Journalism in the Public Interest
PROPUBLICA · USAMETHODOLOGY · NONPROFIT
An investigative newsroom that sells methodology rather than judgment.
Founded in 2008 with funding from Herb and Marion Sandler, ProPublica arrived in the middle of the legacy newspaper collapse with a different proposition. The newsroom would not chase scoops, advertising revenue, or daily coverage. It would do long, expensive, public-interest investigations and give them away.
The trust pitch was procedural. ProPublica did not ask readers to trust a brand or a tradition. It asked them to look. Datasets shipped alongside the stories. Methodology appendices treated like materials in a peer-reviewed paper. Reproducible analysis. Sources where possible. The implicit argument: do not trust us because of who we are. Trust us because you can verify the work yourself.
The strongest visual version of that method was Documenting Hate, built with a coalition of news organizations to gather, verify, and publish evidence around hate crimes and extremist violence. In the Charlottesville preview, the trust object is not a masthead. It is footage, testimony, documents, and a public reporting pipeline that asks the audience to become part of the evidence system.

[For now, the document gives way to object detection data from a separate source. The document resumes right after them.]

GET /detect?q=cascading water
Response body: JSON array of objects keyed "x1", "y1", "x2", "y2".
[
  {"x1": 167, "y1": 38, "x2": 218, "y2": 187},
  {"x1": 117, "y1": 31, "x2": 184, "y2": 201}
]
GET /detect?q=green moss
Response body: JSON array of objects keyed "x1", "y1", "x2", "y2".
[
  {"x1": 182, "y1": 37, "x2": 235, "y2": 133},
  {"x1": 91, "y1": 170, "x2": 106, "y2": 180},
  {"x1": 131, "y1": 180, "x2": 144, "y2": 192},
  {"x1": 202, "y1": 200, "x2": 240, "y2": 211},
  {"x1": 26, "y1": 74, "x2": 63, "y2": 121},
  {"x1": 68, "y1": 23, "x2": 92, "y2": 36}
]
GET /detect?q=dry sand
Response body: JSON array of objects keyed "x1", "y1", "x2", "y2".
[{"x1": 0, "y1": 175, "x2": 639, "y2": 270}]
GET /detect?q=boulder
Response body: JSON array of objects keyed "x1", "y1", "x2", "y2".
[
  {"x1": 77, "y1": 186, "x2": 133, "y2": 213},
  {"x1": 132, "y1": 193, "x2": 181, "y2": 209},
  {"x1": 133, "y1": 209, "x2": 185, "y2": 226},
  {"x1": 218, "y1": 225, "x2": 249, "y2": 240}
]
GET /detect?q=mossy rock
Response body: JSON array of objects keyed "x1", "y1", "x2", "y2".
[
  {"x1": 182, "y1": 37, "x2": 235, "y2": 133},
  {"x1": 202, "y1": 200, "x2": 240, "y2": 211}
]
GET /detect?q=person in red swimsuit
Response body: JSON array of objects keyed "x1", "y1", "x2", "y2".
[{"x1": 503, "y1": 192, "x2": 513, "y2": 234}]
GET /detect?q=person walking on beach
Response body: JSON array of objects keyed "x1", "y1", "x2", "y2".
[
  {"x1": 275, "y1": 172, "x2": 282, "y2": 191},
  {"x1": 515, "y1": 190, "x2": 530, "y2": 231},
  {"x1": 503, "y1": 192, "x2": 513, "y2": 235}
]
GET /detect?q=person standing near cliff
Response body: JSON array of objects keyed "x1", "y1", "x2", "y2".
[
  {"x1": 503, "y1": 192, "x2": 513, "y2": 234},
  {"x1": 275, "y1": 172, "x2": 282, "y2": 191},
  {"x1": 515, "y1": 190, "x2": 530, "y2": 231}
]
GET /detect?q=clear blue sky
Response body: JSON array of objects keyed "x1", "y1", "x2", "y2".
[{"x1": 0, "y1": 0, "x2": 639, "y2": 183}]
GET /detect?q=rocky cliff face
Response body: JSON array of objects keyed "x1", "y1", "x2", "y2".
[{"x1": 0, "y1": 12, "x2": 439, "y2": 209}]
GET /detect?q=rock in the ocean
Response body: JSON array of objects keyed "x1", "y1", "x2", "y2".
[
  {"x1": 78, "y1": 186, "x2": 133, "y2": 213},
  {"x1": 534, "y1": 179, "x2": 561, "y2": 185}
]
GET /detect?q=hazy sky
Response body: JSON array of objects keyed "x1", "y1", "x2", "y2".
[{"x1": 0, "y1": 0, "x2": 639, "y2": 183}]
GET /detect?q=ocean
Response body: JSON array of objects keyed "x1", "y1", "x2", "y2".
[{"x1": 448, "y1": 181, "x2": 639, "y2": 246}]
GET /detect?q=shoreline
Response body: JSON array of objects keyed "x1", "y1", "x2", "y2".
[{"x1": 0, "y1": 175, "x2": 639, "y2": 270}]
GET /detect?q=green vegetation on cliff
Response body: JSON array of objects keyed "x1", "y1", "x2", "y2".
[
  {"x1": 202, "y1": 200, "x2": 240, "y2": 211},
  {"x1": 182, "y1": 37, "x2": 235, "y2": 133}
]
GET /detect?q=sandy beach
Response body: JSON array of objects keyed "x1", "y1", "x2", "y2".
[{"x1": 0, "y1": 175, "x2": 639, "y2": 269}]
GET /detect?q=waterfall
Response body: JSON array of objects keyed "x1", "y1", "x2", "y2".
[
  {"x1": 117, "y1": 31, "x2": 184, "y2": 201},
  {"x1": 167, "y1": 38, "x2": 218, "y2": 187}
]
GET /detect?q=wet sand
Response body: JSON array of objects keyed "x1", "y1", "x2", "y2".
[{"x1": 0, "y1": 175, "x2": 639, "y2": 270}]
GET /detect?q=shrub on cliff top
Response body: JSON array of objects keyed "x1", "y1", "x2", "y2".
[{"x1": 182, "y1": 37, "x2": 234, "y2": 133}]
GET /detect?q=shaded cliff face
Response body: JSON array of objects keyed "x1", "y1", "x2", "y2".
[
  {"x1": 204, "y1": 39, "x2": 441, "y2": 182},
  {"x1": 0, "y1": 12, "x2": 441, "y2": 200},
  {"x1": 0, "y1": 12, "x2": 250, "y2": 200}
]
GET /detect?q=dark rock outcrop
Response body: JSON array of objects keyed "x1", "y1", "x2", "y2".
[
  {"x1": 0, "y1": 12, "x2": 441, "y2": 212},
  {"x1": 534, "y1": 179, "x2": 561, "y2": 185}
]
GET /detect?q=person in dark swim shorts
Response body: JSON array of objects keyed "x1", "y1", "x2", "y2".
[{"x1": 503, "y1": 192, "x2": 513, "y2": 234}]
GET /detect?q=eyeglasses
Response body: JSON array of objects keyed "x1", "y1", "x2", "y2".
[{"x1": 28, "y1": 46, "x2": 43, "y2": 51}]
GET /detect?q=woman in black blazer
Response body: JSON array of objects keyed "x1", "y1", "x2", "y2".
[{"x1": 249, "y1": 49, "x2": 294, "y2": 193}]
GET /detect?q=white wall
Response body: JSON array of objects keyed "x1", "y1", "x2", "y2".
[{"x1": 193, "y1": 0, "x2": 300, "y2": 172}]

This was a different trust pitch from the Mission Years legacy outlets. The New York Times and The Washington Post sold institutional authority and the philosophical defense of fact. ProPublica sold a method - investigative reporting with the rigour of science - and a license. The license to check. The newsroom won five Pulitzer Prizes between 2010 and 2024 and built the most-cited model for nonprofit accountability journalism in the United States. The funding case to donors was identical to the trust case to readers: the work is structurally expensive, the reporting is open to inspection, and the institutional incentives no commercial paper has are exactly what you are paying for.